Mining’s Bull Market Still Has Not Fully Arrived

February 3, 2026

NEW YORK (February 3) Mining companies are entering a new phase of the metals cycle marked by expanding margins, stronger balance sheets, and a growing gap between market prices and the assumptions still guiding corporate decisions, according to Nicole Adshead-Bell, director of Cupel Advisory.

Speaking with Kitco Mining’s Digging Deep at the VRIC 2026, Adshead-Bell said rising gold, silver, and copper prices are setting producers up for strong financial results, while also creating an unfamiliar challenge for management teams. “We are generating so much cash, what do we do with that cash?” she said.

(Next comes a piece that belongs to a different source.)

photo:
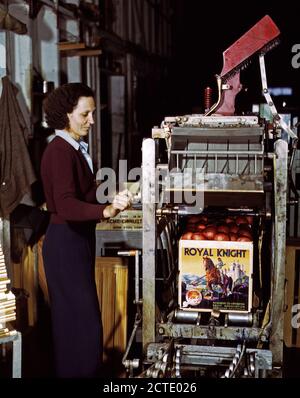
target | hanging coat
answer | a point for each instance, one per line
(16, 170)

Adshead-Bell argued that while spot prices have moved sharply higher, much of the industry remains anchored to conservative pricing frameworks that no longer reflect market conditions. Consensus pricing continues to influence analyst models, reserve calculations, and transaction valuations, even as it trails both spot prices and forward curves, according to Adshead-Bell. “If you believed consensus pricing, you wouldn’t invest in this asset class based on the premiums to NAV based on consensus data,” she said.

Adshead-Bell believes that disconnect is increasingly shaping strategic decisions across the sector. When companies rely on outdated price assumptions, they risk undervaluing long-life assets or making portfolio moves that fail to capture the full economic potential of higher prices. She added that reserve and resource growth driven by higher reference prices and lower cutoffs can expand ounces on paper, but does not always translate into stronger project quality or margins.

As cash flow builds, Adshead-Bell said merger and acquisition activity is beginning to re-emerge, supported by stronger balance sheets and improved access to capital. She noted that incentives are also shifting, with management teams and boards more financially secure than in past cycles, potentially reducing resistance to transactions. However, she said broader institutional participation remains limited, adding that “generalists are not yet in the sector.”

Adshead-Bell also highlighted royalty and streaming companies as beneficiaries of the current environment, citing their high-margin business models and ability to deploy capital efficiently. These companies, she said, often act as an early entry point for larger pools of capital before investment flows more widely into mining equities.

Looking ahead, Adshead-Bell said the central challenge for producers will be aligning capital allocation decisions with market realities. While higher prices have created flexibility across balance sheets, she cautioned that pricing models that lag the market risk misallocating capital and leaving long-term value unrealized as the cycle continues.